Collagen containing tissues as skin, tendon and bone have been used as biomaterial 3000 years ago by surgeons of India for rhinoplastics and earlobe reconstruction. Sushruta, the most famous Indian surgeon described in detail the methodology of surgical interventions, using skin autografts of the cheek to remodel the nose. Today, collagen based biomaterials are manifold available to be used in surgery and by dentists and recently, purified collagen based materials became again important as scaffold material in tissue engineering.
Almost all of these materials are manufactured from tissues of mammals, mainly skin, tendon, pericard or intenstine. Processing of collagen from tissues to be used as biomaterials always comprise intensive washing steps mostly in aqueous solutions changing pH between 1 and 13, combined with the addition of different inorganic and organic salts, surfactants, solvents, and further additives. Often it is aimed to separate as much non collagenous material as possible while saving the collagen structure or derivatives in a defined state.

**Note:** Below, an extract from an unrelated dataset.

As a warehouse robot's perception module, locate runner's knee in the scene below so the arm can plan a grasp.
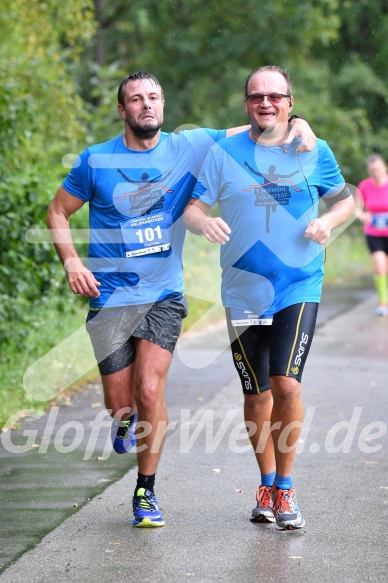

It is the focus of this contribution to summarize the different materials structures of tissue, cell-free tissue, minced tissue, thermally treated tissue and gelatine, to mention how they are affected by processing and how to rebuild again new structures. It will be shown, which process act on which level of the hierarchical structure of collagen and how it is possible to uncouple and selectively affect the different structural levels.